As I have before stated that the visit had been previously arranged, Mrs. Rowel was of course prepared to conduct her almost immediately over the establishment. As she successively passed through open rooms in which the more harmless patients were assembled,—some laughing and playful, others desponding and weeping over again their troubles of former days,—and thence was conducted down gloomy ranges of cells, the dim light of which just served to show the fairest of God's creations writhing in foul struggle with the demon of madness,—or, yet more remotely, was taken to behold sights which humanity forbids me to describe, but which, once seen, can never be forgotten;—as all this, I repeat, passed before the affrighted eyes of Fanny, and brought up to her mind still more vividly the picture of her own father, it was with the greatest difficulty she could hide her emotion from those who accompanied her.

Fanny and the doctor's wife now proceeded together, and unaccompanied, down that winding passage which led to the yard where James Woodruff obtained all of daylight and air which he had enjoyed during many years.

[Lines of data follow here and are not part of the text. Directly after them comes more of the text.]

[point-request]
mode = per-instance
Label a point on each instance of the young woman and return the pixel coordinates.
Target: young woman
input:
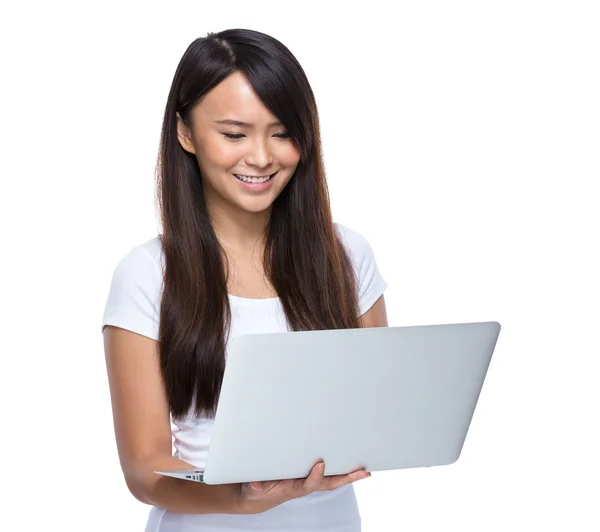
(248, 245)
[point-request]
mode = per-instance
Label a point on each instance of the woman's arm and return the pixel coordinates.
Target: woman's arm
(143, 432)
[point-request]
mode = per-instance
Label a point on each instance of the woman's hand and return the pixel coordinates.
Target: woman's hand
(258, 497)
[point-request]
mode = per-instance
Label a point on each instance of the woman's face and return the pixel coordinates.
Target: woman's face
(245, 156)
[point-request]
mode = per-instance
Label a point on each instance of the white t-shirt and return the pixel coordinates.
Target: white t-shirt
(134, 304)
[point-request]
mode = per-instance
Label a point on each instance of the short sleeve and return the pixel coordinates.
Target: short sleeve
(371, 284)
(133, 301)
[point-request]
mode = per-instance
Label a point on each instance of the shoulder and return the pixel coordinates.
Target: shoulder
(354, 241)
(371, 283)
(133, 300)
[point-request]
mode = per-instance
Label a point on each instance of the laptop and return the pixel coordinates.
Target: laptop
(379, 399)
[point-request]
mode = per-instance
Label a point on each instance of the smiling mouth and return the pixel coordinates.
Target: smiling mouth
(254, 179)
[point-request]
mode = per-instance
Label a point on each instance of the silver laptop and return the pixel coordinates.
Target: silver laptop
(380, 399)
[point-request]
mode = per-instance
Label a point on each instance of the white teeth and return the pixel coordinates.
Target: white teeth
(248, 179)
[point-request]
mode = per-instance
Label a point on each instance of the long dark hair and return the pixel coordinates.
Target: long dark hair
(304, 258)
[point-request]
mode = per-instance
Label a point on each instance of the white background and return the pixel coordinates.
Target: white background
(461, 138)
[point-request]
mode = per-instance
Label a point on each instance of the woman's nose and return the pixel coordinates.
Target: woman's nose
(259, 155)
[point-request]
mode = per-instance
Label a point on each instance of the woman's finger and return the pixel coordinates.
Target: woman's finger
(337, 481)
(314, 480)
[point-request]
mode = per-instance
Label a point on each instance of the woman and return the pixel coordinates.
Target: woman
(248, 246)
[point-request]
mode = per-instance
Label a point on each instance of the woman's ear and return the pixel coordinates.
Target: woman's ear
(184, 136)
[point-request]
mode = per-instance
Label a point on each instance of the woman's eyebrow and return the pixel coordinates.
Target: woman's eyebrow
(230, 122)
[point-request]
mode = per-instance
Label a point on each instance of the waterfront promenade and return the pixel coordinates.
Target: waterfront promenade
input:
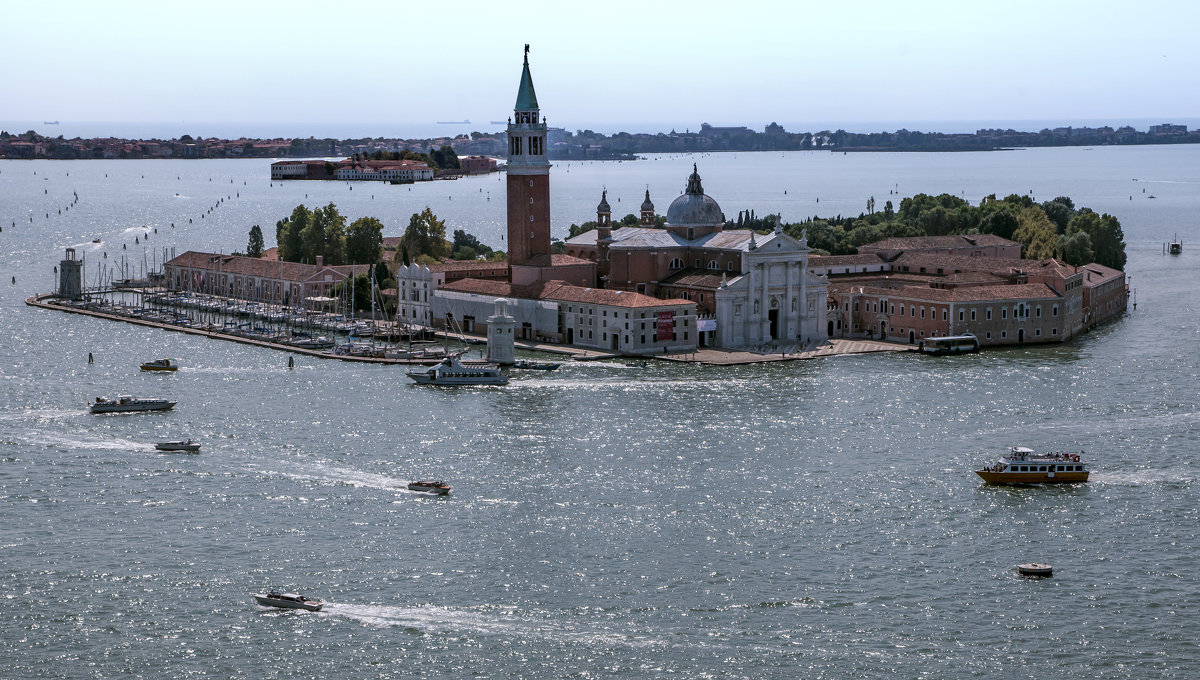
(708, 356)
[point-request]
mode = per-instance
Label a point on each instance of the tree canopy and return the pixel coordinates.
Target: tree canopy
(1047, 229)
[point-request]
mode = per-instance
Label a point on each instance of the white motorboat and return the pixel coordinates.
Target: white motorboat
(160, 365)
(1035, 569)
(453, 372)
(287, 601)
(431, 487)
(187, 446)
(127, 403)
(1025, 467)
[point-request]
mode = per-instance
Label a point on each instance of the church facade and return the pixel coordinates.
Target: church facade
(750, 289)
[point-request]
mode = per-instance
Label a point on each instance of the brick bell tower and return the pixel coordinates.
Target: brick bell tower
(528, 176)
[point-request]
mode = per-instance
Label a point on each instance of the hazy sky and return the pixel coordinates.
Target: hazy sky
(675, 64)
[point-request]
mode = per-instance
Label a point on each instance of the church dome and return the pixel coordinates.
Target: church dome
(695, 208)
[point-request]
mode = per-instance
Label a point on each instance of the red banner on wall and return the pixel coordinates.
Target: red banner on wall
(665, 325)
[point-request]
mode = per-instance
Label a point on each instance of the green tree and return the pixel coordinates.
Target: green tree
(364, 241)
(1077, 248)
(325, 235)
(289, 234)
(1000, 221)
(1104, 230)
(255, 246)
(360, 294)
(426, 235)
(1037, 233)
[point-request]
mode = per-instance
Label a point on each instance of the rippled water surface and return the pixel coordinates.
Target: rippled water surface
(810, 519)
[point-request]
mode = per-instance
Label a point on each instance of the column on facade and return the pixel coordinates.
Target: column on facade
(791, 318)
(766, 301)
(804, 294)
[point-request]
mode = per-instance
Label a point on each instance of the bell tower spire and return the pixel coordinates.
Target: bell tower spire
(528, 175)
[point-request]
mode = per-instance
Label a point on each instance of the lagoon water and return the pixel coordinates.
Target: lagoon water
(808, 519)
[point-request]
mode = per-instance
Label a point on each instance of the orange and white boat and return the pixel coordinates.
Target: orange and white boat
(1025, 467)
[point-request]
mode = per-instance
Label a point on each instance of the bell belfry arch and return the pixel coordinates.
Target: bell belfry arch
(528, 176)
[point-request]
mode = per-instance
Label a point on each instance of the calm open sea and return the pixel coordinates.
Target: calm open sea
(809, 519)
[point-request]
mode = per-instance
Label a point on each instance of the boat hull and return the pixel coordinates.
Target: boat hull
(287, 603)
(131, 408)
(994, 477)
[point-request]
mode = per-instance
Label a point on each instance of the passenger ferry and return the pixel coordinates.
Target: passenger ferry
(453, 372)
(949, 344)
(1024, 467)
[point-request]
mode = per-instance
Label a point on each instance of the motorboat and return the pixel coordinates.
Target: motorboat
(129, 403)
(1035, 569)
(160, 365)
(535, 365)
(186, 446)
(287, 601)
(453, 372)
(425, 486)
(1023, 465)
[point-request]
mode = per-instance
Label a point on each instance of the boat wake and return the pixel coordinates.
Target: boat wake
(75, 443)
(358, 479)
(1144, 477)
(40, 414)
(426, 619)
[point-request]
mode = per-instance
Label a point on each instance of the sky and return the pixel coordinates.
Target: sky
(611, 65)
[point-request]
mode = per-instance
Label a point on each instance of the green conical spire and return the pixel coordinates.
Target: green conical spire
(527, 100)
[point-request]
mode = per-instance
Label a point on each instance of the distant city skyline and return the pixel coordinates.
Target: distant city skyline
(400, 66)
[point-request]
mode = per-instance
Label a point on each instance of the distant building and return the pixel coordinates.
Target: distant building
(1168, 128)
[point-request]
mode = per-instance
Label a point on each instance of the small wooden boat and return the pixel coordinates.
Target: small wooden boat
(187, 446)
(287, 601)
(535, 365)
(129, 403)
(425, 486)
(160, 365)
(1035, 569)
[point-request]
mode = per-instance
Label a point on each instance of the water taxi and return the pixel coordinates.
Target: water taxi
(129, 403)
(425, 486)
(187, 446)
(287, 601)
(1035, 569)
(453, 372)
(160, 365)
(1025, 467)
(949, 344)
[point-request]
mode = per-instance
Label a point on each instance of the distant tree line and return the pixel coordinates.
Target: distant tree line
(1050, 229)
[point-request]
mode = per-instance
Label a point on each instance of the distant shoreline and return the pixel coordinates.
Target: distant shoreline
(588, 145)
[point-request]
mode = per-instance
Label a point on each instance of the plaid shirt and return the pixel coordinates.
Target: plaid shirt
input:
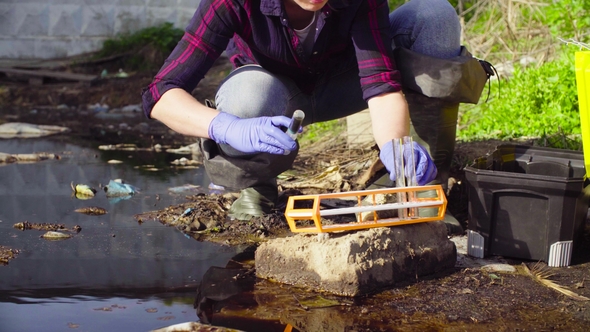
(257, 32)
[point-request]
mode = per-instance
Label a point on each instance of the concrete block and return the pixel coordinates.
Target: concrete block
(357, 263)
(359, 130)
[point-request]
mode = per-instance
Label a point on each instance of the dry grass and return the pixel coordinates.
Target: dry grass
(511, 30)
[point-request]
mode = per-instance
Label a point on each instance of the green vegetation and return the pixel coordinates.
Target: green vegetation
(317, 131)
(145, 49)
(533, 103)
(537, 101)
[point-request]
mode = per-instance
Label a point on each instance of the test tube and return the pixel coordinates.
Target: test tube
(400, 179)
(296, 121)
(410, 171)
(405, 172)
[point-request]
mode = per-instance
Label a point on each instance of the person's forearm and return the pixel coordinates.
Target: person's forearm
(390, 117)
(182, 113)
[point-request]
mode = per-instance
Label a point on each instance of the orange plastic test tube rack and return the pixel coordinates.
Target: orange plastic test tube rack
(314, 213)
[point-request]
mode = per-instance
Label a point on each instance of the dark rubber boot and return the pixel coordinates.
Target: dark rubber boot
(433, 125)
(253, 175)
(434, 88)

The door was opened to the dazzling light of Midsummer time, so that Fanny could scarcely see, after being so long in the dungeon-like places of that dreary mansion. But there stood the black old yew-tree, looking as if carved out of ebony, amidst the blaze of a mid-day sun, and under its deep hard shadow lay a man, motionless as might be the monumental effigy in some old church aisle; his eyes upon the bright space above him, and his hands fast bound across his breast. As the noise occasioned by the approach of Fanny and Mrs. Rowel reached his ear, he gently turned his head, and displayed to the gaze of Fanny a countenance pale and thoughtful, surrounded by a profusion of deep black hair, and brightened by a pair of eyes of the same hue, that looked like spots of jet set in a face of alabaster.

“And is he,” remarked Fanny, as she turned towards her conductress, “is he as wild as those men we have seen in the cells?”